Vimy Oaks Legacy...101 Years On...
Moving plant material across international borders can pose biosecurity risks.
Understandably, countries have regulations in place that determine what is acceptable and what is not. The story of the Vimy Oaks is an interesting example, writes Audrey Gerber.
Handful of Acorns
The Battle of Vimy Ridge took place in France in April 1917, and is considered to be the most significant battle in Canadian history. A Canadian soldier, Leslie Miller, sent a handful of acorns from Vimy Ridge home to Canada, and planted these on his farm in Ontario. Ten of these original oaks are now handsome old trees.
Monty MacDonald, president of the Vimy Oaks Legacy, had the desire to commemorate the 100th anniversary of the Battle of Vimy by planting oaks on a memorial site in France. He collected acorns and produced thousands of Vimy oak trees. However, his plans were thwarted when these trees were refused entry into France for biosecurity reasons.
Contract for 300 Oak Trees
A conversation at IPM Essen in January 2016 provided the solution. L’Orme Montferrat nursery, one of the speciality nurseries within the Les Pépinières de France group, were contracted to propagate 300 oak trees at their site east of Paris. The acorns were collected from the Vimy oak trees and sent over from Canada.
Opening November 9
While living trees were seen to pose a biosecurity risk, the acorns were acceptable to the French authorities.
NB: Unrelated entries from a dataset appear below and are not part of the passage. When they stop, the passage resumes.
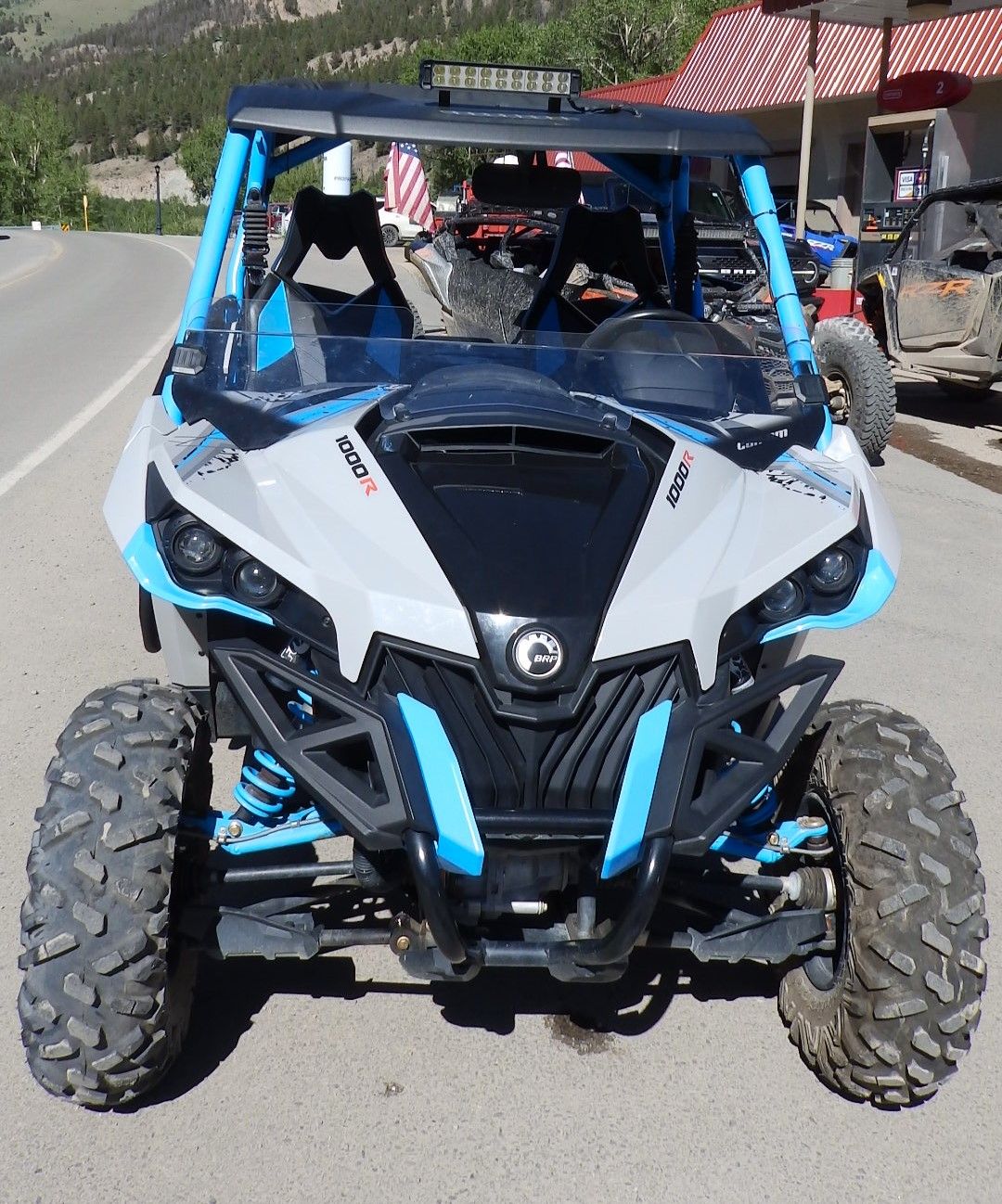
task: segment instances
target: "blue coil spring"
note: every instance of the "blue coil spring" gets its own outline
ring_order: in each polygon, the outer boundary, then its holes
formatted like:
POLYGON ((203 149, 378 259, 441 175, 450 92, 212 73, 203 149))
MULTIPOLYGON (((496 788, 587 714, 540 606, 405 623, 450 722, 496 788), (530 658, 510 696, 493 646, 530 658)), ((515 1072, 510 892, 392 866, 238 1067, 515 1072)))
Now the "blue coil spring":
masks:
POLYGON ((287 810, 295 792, 296 783, 289 771, 270 752, 254 749, 234 787, 234 798, 246 811, 267 820, 287 810))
These Vimy oak trees are now 1.5m – 2m tall, and will be planted at the new park at Vimy in time for its opening on 9th November 2018.
L’Orme Montferrat nursery was chosen for this task because of its specialisation in trees and shrubs, and for its close proximity to the site.
This is an example of the impact of the International networking that is so valuable at the plant trade shows in Europe. Les Pépinières de France strengthens its business offer through the individual specialities of its member nurseries.